In this post, we were able to explore this dataset and create many visualizations that highlight what could be causing employees to leave while fitting and testing many different models, whose accuracies are compiled here. Ultimately, the random forest models performed best in predicting both variables. A general trend among the models was the impact that number of projects and seniority had on the model’s predictions and coefficients, two variables we examined further in the visualizations section of the post. However, given that the employees with high projects came almost solely from those with seniority of years 4-5, its safe to assume that the high influence of those factors come from the amount of projects and satisfactions of these employees, not their seniority year. This leaves amount of projects as the number one variable in predicting an employee’s satisfaction level and whether they will leave the company or not.
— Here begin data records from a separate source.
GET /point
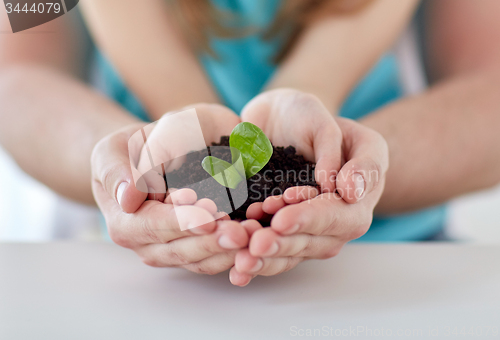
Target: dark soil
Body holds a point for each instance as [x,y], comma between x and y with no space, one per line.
[285,169]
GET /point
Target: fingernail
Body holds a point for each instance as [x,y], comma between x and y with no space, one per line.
[120,191]
[197,229]
[272,250]
[258,266]
[359,185]
[292,230]
[226,243]
[152,191]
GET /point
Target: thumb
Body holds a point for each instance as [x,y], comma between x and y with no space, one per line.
[112,169]
[367,161]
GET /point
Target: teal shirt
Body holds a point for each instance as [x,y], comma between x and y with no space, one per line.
[242,68]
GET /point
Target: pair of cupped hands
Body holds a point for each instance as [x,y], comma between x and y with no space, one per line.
[306,223]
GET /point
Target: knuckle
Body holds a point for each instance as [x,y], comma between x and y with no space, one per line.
[362,227]
[329,253]
[151,261]
[307,249]
[175,257]
[290,263]
[146,229]
[119,237]
[203,268]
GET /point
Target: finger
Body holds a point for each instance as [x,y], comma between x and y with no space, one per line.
[251,226]
[111,169]
[156,222]
[327,141]
[222,216]
[327,214]
[239,279]
[187,250]
[207,204]
[367,161]
[255,212]
[245,263]
[213,265]
[155,183]
[184,196]
[267,243]
[272,204]
[296,195]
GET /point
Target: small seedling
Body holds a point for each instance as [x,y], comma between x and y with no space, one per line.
[254,148]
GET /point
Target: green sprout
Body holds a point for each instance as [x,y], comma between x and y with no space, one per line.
[255,151]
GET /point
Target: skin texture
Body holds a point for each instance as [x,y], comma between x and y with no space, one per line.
[459,117]
[317,134]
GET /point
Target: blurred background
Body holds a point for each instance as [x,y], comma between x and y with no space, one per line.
[30,212]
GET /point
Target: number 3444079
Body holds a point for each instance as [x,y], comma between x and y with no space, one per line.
[48,7]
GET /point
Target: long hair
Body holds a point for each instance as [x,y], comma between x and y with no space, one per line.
[199,20]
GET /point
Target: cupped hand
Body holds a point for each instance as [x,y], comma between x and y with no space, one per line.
[291,117]
[307,223]
[150,227]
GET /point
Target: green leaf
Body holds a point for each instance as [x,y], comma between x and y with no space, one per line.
[223,172]
[255,148]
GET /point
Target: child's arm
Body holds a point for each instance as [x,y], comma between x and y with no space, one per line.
[333,54]
[149,52]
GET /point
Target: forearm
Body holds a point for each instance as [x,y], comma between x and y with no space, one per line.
[50,123]
[333,54]
[442,144]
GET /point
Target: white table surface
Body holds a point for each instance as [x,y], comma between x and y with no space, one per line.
[100,291]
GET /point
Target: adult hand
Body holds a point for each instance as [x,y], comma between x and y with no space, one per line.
[150,227]
[308,224]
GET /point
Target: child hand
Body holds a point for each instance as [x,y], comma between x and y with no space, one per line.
[151,228]
[308,224]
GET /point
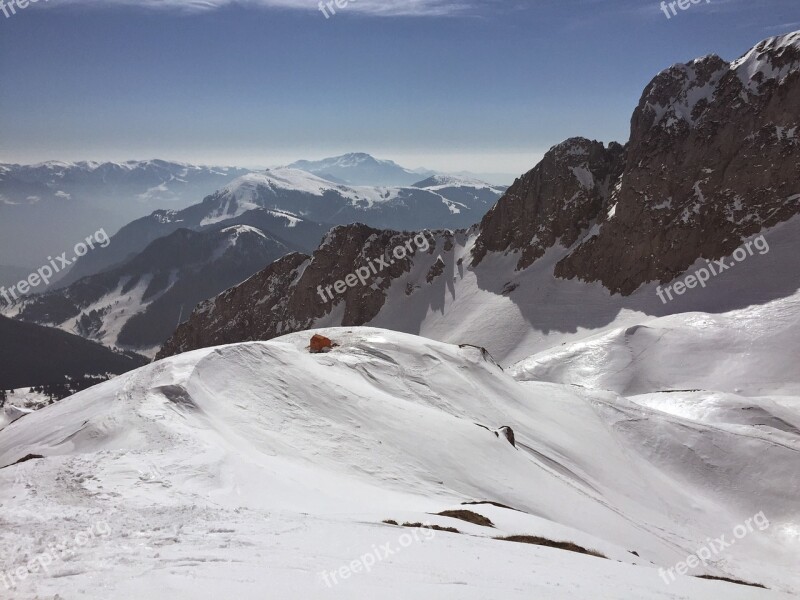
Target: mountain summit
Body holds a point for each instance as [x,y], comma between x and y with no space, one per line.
[359,168]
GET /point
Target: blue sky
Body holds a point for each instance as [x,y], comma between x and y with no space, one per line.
[447,84]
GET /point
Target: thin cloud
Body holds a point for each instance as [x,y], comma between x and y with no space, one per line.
[377,8]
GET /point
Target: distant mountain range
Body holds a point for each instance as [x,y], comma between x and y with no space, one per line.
[135,291]
[139,303]
[359,168]
[581,242]
[86,196]
[33,355]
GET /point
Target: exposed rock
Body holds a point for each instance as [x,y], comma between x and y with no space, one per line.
[508,433]
[553,203]
[319,343]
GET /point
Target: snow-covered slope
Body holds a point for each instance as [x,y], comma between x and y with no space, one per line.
[228,471]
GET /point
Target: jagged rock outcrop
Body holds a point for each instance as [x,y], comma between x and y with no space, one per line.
[555,202]
[713,158]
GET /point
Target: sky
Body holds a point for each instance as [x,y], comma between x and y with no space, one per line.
[480,85]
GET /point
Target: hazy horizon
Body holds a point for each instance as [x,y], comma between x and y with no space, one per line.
[262,83]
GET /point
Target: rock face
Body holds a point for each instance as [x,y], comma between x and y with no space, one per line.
[713,157]
[553,203]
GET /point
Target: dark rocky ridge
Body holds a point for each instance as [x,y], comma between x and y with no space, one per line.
[553,203]
[284,297]
[704,170]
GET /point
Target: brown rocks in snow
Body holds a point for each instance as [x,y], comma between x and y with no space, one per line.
[319,343]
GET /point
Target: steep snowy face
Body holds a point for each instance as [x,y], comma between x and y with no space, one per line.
[279,464]
[325,201]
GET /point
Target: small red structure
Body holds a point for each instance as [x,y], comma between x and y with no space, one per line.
[320,343]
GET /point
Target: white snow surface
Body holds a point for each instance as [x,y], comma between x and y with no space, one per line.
[246,471]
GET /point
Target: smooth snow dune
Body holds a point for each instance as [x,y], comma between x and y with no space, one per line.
[249,469]
[752,351]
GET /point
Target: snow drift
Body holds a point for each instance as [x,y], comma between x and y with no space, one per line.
[231,470]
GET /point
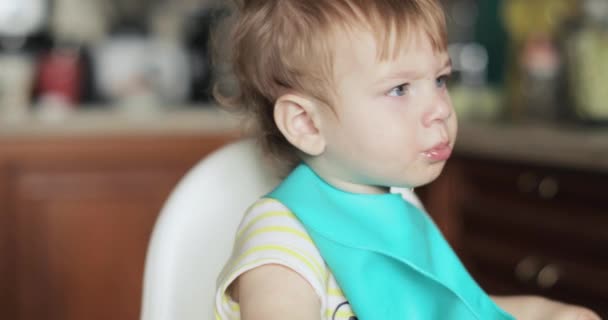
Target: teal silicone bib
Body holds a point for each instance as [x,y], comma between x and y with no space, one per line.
[387,255]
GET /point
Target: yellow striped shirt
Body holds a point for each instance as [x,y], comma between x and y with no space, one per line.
[270,234]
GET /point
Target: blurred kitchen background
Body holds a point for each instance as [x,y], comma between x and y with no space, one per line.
[105,104]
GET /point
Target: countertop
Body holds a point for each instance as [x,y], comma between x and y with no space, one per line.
[542,144]
[94,122]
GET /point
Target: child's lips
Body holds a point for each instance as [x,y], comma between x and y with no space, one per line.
[440,152]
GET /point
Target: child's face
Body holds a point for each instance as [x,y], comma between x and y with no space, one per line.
[394,124]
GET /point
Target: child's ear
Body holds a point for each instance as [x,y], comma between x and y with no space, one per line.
[299,119]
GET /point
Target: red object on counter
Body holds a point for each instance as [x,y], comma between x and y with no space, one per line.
[60,76]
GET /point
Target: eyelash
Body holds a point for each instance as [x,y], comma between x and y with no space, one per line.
[441,83]
[444,79]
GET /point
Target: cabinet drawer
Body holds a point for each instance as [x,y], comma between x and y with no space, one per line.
[530,183]
[567,235]
[505,268]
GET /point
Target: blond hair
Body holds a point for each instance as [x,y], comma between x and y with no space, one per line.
[287,44]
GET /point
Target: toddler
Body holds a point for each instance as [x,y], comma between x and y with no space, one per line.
[352,96]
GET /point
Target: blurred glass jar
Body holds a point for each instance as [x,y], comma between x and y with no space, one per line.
[586,53]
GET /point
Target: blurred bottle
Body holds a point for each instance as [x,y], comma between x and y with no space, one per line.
[535,64]
[22,38]
[473,95]
[199,39]
[586,53]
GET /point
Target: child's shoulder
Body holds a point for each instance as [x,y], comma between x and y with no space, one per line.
[267,211]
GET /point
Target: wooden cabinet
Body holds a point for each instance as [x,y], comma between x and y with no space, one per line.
[75,219]
[522,227]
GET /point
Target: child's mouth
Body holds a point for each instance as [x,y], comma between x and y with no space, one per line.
[440,152]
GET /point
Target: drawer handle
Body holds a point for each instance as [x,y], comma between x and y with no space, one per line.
[548,276]
[548,188]
[527,268]
[527,182]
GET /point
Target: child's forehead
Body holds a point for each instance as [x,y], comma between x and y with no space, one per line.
[366,46]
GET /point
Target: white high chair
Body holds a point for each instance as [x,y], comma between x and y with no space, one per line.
[194,233]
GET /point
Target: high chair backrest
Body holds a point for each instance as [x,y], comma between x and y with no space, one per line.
[193,236]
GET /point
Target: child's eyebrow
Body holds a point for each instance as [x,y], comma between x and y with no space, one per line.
[410,74]
[447,64]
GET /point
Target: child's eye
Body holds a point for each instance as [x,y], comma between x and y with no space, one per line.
[399,90]
[442,81]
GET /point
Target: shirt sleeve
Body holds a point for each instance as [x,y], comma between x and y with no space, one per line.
[270,234]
| Method | Variable Predicted | Misclassification Rate (Test) |
|---|---|---|
| Linear Regression | satisfaction_level |
0.143 |
| KNN | left |
0.059 |
| Logistic Regression | left |
0.095 |
| Naive Bayes | left |
0.147 |
| Decision Tree | satisfaction_level |
0.039 |
| Decision Tree | left |
0.045 |
| Random Forest (Bagged) | left |
0.010 |
| Random Forest (Boosted) | satisfaction_level |
0.034 |
Through the analysis we carried out, three main groups of leaving employees were identified - those who are underutilized and unhappy, those who are overworked and unhappy, and those who work heavily but stay satisfied with their jobs. I suggest that the company focus on groups 1 and 2, rather than those in group 3 who more likely leave for various external reasons outside of the scope of the company. After having a broad review of their project planning and scheduling procedures, the company can address each group of unsatisfied employees delegating projects and hours more equivalently between the two groups to address each of their concerns.
Employees in group 1 should be given either multiple small projects or fewer more substantial projects based on the employee’s preference, and they should be given the preference of picking up more hours on an employee-by-employee basis. For the overutilized group 2, they can be given a smaller amount of meaningful projects to occupy their time with rather than the clearly too-great amount they are being assigned now. If the company has trouble adapting to restructuring around this more suitable work balance for the sake of its employees, I suspect there may be greater problems than a data scientist can solve regarding their employment policies and managerial expectations of work that gets done at their company.